Veneto. Via libera a piano di vigilanza “Reach” sui prodotti chimici, focus sui Pfas

Veneto. Via libera a piano di vigilanza “Reach” sui prodotti chimici, focus sui Pfas
Approvato il Piano di Attività e Vigilanza sui Prodotti Chimici in Veneto, denominato Reach, versione regionale dell’omonimo Piano Nazionale. “La ‘sezione Pfas’ del Piano sarà sviluppata in via sperimentale per tutto il secondo semestre del 2018. Subito dopo valuteremo l’incisività delle misure messe in campo”. Così l’assessore Luca Coletto

Con una delibera varata dalla Giunta regionale, su proposta dell’Assessore alla Sanità della Regione Veneto Luca Coletto, è stato approvato e attivato il Piano di Attività e Vigilanza sui Prodotti Chimici in Veneto, denominato Reach (Registrazione, Valutazione, Autorizzazione e Restrizione delle sostanze chimiche).

Si tratta della versione regionale, realizzata a cura della Direzione Prevenzione e inserita nel Piano pluriennale di Prevenzione 2014-2018, dell’omonimo Piano Nazionale per la tutela della salute e per la protezione ambientale in riferimento alle sostanze chimiche prodotte e commercializzate dagli Stati membri dell’Unione Europea, con però una significativa integrazione locale che riguarda l’inquinamento da Pfas in alcune aree della regione, nelle province di Verona, Vicenza e Padova.

Il Piano prevede un minimo di 40 interventi di verifica in tutte le Ullss del Veneto, con possibilità di ampliare il numero a fronte di eventuali segnalazioni pervenute alla Direzione Prevenzione della Regione o da particolari situazioni che emergessero a livello locale.

“Il Reach nel suo complesso – fa notare Coletto – è un validissimo strumento di controllo, e anche di prevenzione per la salute, nel quale abbiamo, direi doverosamente, inserito la situazione più delicata degli ultimi anni, sulla quale, da anni, la Regione lavora e investe energie e fondi ingenti su più fronti, dalla Sanità all’Ambiente, perché il problema ha molte facce diverse, nessuna delle quali può essere messa in secondo piano”.
“La ‘sezione Pfas’ del Piano – spiega l’assessore – sarà sviluppata in via sperimentale per tutto il secondo semestre del 2018. Subito dopo valuteremo l’incisività delle misure messe in campo  e aggiorneremo il Progetto con l’indicazione anche delle risorse per svolgere un intervento strutturato”.

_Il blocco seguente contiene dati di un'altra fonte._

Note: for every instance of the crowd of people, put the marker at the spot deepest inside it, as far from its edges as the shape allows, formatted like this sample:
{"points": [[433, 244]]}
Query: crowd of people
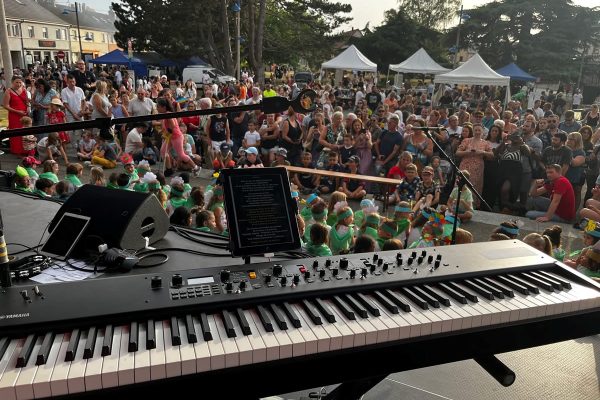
{"points": [[532, 162]]}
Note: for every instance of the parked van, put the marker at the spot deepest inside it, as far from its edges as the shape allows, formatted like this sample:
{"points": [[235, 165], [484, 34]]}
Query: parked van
{"points": [[201, 74]]}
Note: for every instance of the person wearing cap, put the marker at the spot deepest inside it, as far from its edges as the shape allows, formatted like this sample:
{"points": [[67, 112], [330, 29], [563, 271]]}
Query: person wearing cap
{"points": [[252, 160], [29, 163], [133, 143], [280, 158], [55, 115], [224, 158]]}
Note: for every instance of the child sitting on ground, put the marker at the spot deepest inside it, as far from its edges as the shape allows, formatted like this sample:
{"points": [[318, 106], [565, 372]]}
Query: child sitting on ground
{"points": [[319, 237]]}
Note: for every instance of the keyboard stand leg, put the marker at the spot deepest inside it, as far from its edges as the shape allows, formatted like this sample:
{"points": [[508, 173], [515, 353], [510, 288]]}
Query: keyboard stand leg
{"points": [[496, 368], [354, 390]]}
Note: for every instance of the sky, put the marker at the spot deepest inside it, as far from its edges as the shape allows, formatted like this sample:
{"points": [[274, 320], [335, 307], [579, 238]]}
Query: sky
{"points": [[363, 11]]}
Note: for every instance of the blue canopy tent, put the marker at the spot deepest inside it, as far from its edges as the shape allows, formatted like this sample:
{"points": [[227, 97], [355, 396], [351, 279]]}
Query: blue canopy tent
{"points": [[515, 73], [117, 57]]}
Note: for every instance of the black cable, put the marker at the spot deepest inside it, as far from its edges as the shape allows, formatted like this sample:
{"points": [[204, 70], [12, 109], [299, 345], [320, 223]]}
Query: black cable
{"points": [[156, 264]]}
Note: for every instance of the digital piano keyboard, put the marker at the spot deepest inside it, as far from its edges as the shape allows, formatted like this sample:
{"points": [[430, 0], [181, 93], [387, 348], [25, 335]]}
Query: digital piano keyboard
{"points": [[252, 330]]}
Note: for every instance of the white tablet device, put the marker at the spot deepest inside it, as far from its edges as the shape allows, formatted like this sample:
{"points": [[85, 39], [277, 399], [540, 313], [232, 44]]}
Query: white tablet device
{"points": [[65, 236]]}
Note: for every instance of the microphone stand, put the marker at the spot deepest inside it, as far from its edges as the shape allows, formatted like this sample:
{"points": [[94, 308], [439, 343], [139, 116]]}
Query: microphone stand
{"points": [[462, 180]]}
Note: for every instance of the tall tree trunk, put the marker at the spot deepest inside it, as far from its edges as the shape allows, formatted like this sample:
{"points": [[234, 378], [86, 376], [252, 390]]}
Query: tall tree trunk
{"points": [[226, 37]]}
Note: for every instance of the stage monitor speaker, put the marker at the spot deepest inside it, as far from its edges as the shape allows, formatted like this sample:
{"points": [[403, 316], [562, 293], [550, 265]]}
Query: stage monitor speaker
{"points": [[119, 218]]}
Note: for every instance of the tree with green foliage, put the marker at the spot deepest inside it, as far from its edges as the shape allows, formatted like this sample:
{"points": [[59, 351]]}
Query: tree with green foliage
{"points": [[427, 14], [545, 37], [280, 31], [398, 38]]}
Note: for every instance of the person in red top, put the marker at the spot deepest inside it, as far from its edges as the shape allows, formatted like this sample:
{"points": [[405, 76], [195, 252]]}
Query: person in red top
{"points": [[15, 101], [560, 206]]}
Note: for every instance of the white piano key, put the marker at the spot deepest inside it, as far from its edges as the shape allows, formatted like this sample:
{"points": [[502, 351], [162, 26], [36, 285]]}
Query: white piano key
{"points": [[60, 372], [323, 339], [172, 353], [24, 384], [110, 365], [357, 332], [384, 323], [11, 373], [126, 371], [215, 346], [142, 357], [76, 378], [259, 349], [243, 344], [309, 338], [41, 382], [271, 343], [298, 345], [187, 350], [158, 361], [93, 370]]}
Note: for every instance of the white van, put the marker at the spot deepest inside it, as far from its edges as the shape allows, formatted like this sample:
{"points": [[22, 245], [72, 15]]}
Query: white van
{"points": [[202, 74]]}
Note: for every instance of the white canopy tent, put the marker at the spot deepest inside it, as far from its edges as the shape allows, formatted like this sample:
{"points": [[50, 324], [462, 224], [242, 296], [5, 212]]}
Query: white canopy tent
{"points": [[350, 59], [419, 63], [473, 72]]}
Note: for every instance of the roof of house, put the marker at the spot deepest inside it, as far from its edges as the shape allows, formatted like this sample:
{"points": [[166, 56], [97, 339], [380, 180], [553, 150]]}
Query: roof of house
{"points": [[30, 10]]}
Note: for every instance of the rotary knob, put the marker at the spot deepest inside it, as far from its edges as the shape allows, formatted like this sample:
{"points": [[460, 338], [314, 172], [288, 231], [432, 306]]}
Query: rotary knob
{"points": [[156, 282], [177, 280], [343, 263]]}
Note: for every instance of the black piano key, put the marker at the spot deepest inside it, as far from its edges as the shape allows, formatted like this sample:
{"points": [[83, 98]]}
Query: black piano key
{"points": [[452, 293], [355, 305], [175, 333], [325, 310], [264, 318], [507, 291], [44, 349], [90, 343], [3, 346], [150, 335], [26, 351], [241, 316], [343, 307], [368, 304], [397, 300], [278, 317], [537, 281], [415, 298], [513, 284], [565, 283], [134, 334], [190, 329], [472, 297], [228, 323], [555, 284], [479, 289], [107, 342], [206, 333], [436, 295], [72, 347], [312, 312], [432, 301], [495, 291], [292, 315], [385, 302], [531, 287]]}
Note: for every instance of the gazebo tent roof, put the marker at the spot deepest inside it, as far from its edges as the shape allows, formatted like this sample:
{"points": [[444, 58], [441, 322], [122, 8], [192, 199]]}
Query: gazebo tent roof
{"points": [[419, 63], [350, 59], [473, 72], [513, 71]]}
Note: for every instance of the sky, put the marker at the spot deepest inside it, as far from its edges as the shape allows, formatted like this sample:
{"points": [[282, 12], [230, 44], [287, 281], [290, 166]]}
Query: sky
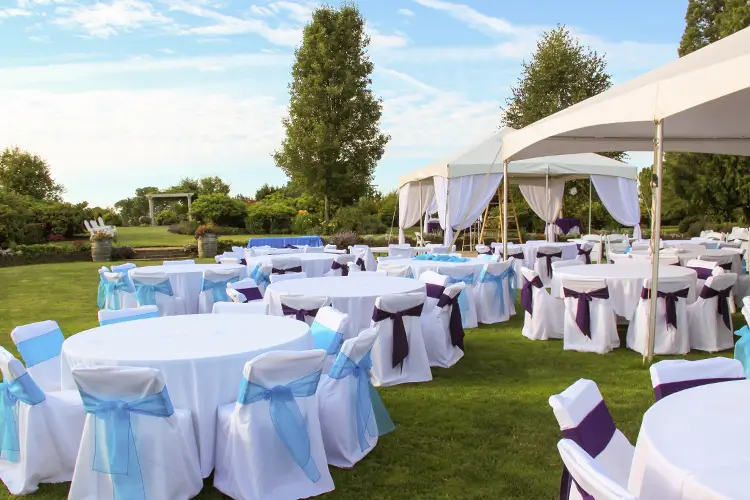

Le sostanze facenti parte della “famiglia dei Pfas” prese in considerazione sono 17.

“Si è quindi proceduto – si legge nel Piano regionale – a verificare se nel territorio veneto fossero presenti imprese in cui si realizza la produzione di queste sostanze. In tal senso è stata rilevata la presenza di un’unica ditta”.

L’obiettivo del Progetto è, quindi,  quello di ricercare se ci siano fonti di inquinamento da sostanze Pfas attualmente non monitorate, verificarne l’entità, controllare l’efficacia delle misure di gestione del rischio in essere e favorire la sostituzione con molecole meno impattanti. In considerazione del possibile utilizzo di queste sostanze nel settore conciario, si è ritenuto opportuno iniziare i controllo dal distretto della Concia di Arzignano. Poi le verifiche si allargheranno, ad esempio, alle industrie galvaniche e alla imprese che utilizzano inchiostri per stampa serigrafica.